Pumpkin. A serving of pumpkin has nearly 3 grams of fiber, and is packed with beta carotene – an antioxidant that can help improve immune function and reduce the risk for cancer and heart disease. Fresh pumpkin is only available in the fall and winter months, but canned pumpkin is just as healthy and available all year round.

Cut fresh peeled pumpkin into chunks and roast with a bit of olive oil, salt, and pepper; drop a generous scoop of canned pumpkin into plain pancake batter; make a soup from canned pumpkin, chicken broth, and fat free half and half; OR make a pumpkin pie.

Eggplant. Packed with fiber, and contains Vitamins B1, B3, and B6. Plus, it contains chlorogenic acid – one of the most potent free radical scavengers you can find in a vegetable, and nasunin – a powerful antioxidant that has been shown to protect lipids in brain cells, prevent cellular damage that can lead to cancer, and help prevent rheumatoid arthritis.

Purée roasted eggplant, garlic, tahini, lemon juice and olive oil to make home-made baba ganoush that you can use in sandwiches or as a dip; add cubes eggplant to stir-fry; or again, add to a pan of roasted vegetables.

Beans. Benefits range from helping to prevent cancer and heart disease to regulating blood sugar. Plus, they’re loaded with antioxidants, protein, and fiber. Dried beans are the cheapest, but canned beans work great if you’re short on time.
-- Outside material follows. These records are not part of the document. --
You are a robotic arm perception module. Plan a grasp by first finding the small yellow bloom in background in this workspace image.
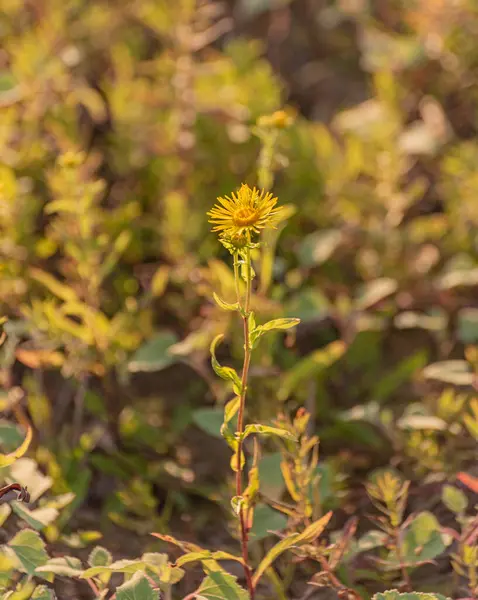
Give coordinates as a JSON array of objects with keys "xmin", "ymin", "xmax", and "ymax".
[
  {"xmin": 207, "ymin": 183, "xmax": 282, "ymax": 237},
  {"xmin": 257, "ymin": 108, "xmax": 296, "ymax": 129}
]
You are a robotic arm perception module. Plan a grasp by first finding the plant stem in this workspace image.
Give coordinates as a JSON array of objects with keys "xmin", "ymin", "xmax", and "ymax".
[
  {"xmin": 395, "ymin": 527, "xmax": 412, "ymax": 592},
  {"xmin": 234, "ymin": 241, "xmax": 254, "ymax": 600}
]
Try throwing them in a pasta salad with veggies and a can of rinsed chickpeas; use kidney beans to replace half the meat you would normally use in chili; or serve canned, diced tomatoes with onion, green pepper, and black eyed peas over rice.

Bottom line. We can control our food intake and these little changes in your diet can mean a big difference later on. The best part, you’ll feel better too!

Bon Appetite.

*Robin is not a trained/certified dietician or nutritionist; she is a CHN volunteer that has done research and found eating these types of foods helped her. Always consult with your oncologist or doctor before starting a specific diet regimen.